For those of you that can fall asleep anywhere, anytime I guess this doesn’t make any sense at all. Count your blessings. The rest of us don’t like you.
Many years ago, I discovered “the noise machine”. Now, they’re kind of generic and lots of companies make them. Basically, they produce a wide range of sounds – anything from nature sounds to “white noise” (sort of like the sound of a radio dial tuned to nothing).
I’ve experimented with lots of different settings on my little machine. I’ve tried to sleep to the sounds of waves crashing (too dramatic), gentle seaside sounds (stupid seagulls!), waterfalls (undesirable in that it makes for more trips to the …well, you get the idea).
Through all the trial and error, I always come back to simple “white noise”. This little device that makes a soothing noise makes every hotel sound the same. It masks the outside noises that intrude upon a good night’s sleep. If I find I’ve left home without it, I panic just a little bit.
You have to choose what you’re going to listen to and what you’re going to hear. Shutting out some of the noise might be one good goal this year. At least consider being more selective about what you listen to. The mute button on the television remote is a great accessory. Use it. It’s a noisy world and there are some things that have no welcome place in my ears.

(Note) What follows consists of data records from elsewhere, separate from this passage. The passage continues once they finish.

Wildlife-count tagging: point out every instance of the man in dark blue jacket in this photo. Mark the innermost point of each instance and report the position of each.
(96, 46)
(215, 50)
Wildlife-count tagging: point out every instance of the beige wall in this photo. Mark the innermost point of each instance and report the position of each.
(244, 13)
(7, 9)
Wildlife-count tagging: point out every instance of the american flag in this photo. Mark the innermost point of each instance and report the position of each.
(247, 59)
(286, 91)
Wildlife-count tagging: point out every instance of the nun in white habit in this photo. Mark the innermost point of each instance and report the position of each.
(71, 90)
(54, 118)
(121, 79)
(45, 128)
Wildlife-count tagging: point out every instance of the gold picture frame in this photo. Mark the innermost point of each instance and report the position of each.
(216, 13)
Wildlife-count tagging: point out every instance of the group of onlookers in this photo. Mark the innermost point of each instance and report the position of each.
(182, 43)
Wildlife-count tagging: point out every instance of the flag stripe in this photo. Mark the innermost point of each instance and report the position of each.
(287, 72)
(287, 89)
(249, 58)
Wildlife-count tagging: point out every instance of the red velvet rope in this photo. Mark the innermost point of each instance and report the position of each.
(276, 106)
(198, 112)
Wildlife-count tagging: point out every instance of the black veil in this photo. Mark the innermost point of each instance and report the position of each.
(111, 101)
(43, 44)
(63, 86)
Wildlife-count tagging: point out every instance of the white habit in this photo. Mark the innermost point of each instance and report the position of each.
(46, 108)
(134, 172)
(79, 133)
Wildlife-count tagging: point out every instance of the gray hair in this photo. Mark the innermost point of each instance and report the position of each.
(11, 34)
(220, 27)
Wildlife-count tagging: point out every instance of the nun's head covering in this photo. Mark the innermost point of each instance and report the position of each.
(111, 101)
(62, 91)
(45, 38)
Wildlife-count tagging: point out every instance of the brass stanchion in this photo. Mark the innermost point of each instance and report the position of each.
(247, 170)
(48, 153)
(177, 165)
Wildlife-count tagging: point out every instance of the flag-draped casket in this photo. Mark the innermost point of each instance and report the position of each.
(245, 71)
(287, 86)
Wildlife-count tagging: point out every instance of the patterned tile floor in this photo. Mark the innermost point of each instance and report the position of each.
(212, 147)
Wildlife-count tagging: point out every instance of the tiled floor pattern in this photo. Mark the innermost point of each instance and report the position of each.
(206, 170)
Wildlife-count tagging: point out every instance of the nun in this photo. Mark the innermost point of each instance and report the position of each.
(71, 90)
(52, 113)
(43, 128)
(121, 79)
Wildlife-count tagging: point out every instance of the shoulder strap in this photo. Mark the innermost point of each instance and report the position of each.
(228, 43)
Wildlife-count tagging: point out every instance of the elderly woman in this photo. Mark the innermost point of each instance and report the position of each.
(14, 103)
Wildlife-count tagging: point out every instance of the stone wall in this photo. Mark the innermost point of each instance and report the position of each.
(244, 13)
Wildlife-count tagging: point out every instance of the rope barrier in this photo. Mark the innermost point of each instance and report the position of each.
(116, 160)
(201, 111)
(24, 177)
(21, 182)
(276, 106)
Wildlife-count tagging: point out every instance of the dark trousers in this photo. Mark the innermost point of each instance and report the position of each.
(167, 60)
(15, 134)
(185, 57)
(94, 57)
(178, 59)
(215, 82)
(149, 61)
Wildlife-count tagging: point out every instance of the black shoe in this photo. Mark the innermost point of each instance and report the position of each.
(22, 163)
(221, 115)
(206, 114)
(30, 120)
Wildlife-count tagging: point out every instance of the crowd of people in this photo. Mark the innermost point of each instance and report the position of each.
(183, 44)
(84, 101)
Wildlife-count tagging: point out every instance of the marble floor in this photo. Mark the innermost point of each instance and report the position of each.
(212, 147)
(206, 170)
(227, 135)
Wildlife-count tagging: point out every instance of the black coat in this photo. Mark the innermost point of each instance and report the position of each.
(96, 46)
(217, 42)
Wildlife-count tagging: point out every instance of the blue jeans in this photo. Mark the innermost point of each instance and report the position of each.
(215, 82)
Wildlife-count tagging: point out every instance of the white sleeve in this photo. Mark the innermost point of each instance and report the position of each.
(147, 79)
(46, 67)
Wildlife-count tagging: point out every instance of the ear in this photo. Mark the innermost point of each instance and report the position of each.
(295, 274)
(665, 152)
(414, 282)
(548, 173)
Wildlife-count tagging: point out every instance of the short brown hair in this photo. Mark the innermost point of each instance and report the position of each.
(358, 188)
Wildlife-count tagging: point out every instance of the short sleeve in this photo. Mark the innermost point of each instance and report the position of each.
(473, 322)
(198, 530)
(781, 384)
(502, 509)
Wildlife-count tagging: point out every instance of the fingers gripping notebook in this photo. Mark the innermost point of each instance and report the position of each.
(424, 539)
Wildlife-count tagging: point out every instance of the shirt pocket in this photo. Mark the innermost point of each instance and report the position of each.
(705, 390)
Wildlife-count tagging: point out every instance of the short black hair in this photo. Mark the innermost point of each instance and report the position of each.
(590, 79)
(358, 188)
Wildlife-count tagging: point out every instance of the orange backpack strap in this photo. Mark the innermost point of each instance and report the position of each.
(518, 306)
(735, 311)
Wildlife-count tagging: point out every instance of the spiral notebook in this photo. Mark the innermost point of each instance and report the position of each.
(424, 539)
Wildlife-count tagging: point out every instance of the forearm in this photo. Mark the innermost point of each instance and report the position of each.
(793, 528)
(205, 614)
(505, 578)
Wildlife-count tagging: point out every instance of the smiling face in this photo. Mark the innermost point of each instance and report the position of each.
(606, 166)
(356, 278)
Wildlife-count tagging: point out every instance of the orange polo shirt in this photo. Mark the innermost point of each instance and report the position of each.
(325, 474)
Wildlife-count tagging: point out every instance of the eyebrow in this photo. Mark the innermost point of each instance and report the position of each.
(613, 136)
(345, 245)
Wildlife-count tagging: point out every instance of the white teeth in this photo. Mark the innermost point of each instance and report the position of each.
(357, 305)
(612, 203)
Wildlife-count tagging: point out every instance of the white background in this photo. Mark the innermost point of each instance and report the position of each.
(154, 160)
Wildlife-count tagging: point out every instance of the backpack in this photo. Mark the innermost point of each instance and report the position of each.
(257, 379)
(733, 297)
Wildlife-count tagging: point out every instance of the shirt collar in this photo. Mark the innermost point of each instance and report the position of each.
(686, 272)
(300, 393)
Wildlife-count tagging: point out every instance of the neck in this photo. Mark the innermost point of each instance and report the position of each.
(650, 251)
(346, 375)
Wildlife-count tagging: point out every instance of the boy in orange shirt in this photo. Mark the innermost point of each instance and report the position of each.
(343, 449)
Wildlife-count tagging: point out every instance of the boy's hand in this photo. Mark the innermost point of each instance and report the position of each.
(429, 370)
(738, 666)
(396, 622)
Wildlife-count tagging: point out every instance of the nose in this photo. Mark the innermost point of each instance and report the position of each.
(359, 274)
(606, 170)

There are news stories I don’t want to watch. There is language that I don’t want to hear. There are pictures of life that, while they might be authentic and real, I don’t want recorded in my mind’s sight.
Filters are good. My prayer for this year is that God will still whisper to me when to listen and when to not listen, when to look and when to turn away or close my eyes, when to speak and when to shut my mouth. I will defer to Him for the things that enter my heart. Like a carnival barker on a midway, the world throws it’s stuff my way. I don’t have to buy it.
God, give us discernment, ears to hear You – Eyes to see You and hearts that are willing to act in noble and good ways for Your sake. Amen.